Citrix Vulnerabilities
Date of Notice: 11/10/2021
Action Level - Critical
Description
MCNC would like to make you aware of a Citrix security bulletin that covers two vulnerabilities -- one a critical severity vulnerability. The bulletin can be found here. CVE-2021-22955 could allow unauthenticated denial of service attacks on Citrix ADC, Citrix Gateway. CVE-2021-22956 could cause Temporary disruption of the Management GUI, Nitro API and RPC communication on Citrix ADC, Citrix Gateway, and Citrix SD-WAN WANOP Edition.
This bulletin only applies to customer-managed Citrix ADC, Citrix Gateway and Citrix SD-WAN WANOP Edition appliances. Customers using Citrix-managed cloud services do not need to take any action.
Affected Devices
The following supported versions of Citrix ADC and Citrix Gateway are affected by CVE-2021-22955 and CVE-2021-22956:
- Citrix ADC and Citrix Gateway 13.0 before 13.0-83.27
- Citrix ADC and Citrix Gateway 12.1 before 12.1-63.22
- Citrix ADC and NetScaler Gateway 11.1 before 11.1-65.23
- Citrix ADC 12.1-FIPS before 12.1-55.257
The following supported versions of Citrix SD-WAN WANOP Edition are affected by CVE-2021-22956:
- Citrix SD-WAN WANOP Edition 11.4 before 11.4.2
- Citrix SD-WAN WANOP Edition 10.2 before 10.2.9c
Attack Vector
CVE-2021-22955 - Appliance must be configured as a VPN (Gateway) or AAA virtual server.

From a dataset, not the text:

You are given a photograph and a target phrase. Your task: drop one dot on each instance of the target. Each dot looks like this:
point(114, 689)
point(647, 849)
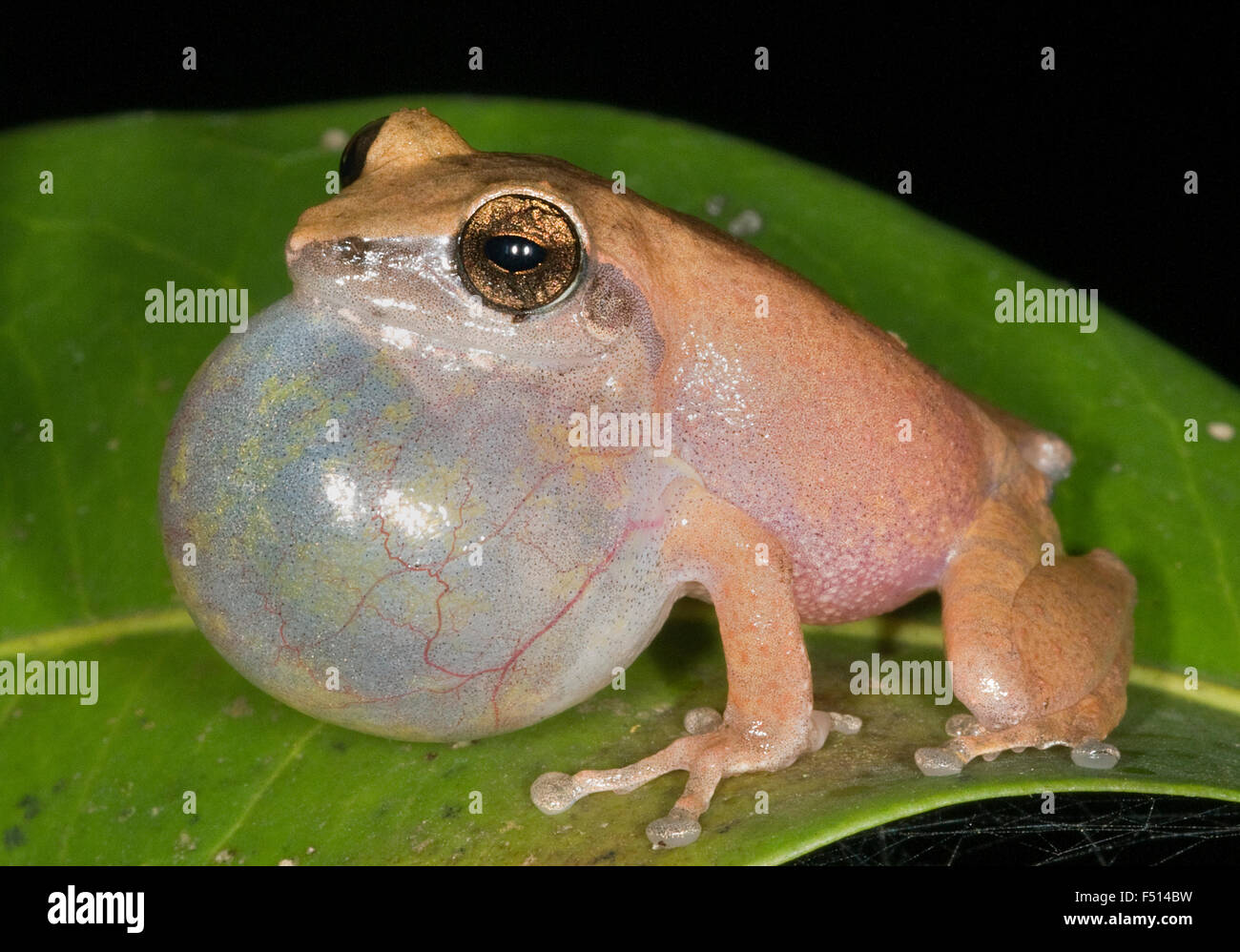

CVE-2021-22956 - Requires access to NSIP or SNIP with management interface access.
Attack Feasibility
While no known exploits are currently available, to reduce risk, Citrix strongly encourages you to apply the fixes as soon as possible.
Mitigations
No recommended mitigations are available.
Remediation
Citrix recommends that affected customers Update to the current supported versions of Citrix ADC, Citrix Gateway, or Citrix SD-WAN WANOP as soon as possible.
In addition, upon upgrading to a fixed version, customers must also modify the device configuration to resolve CVE-2021-22956.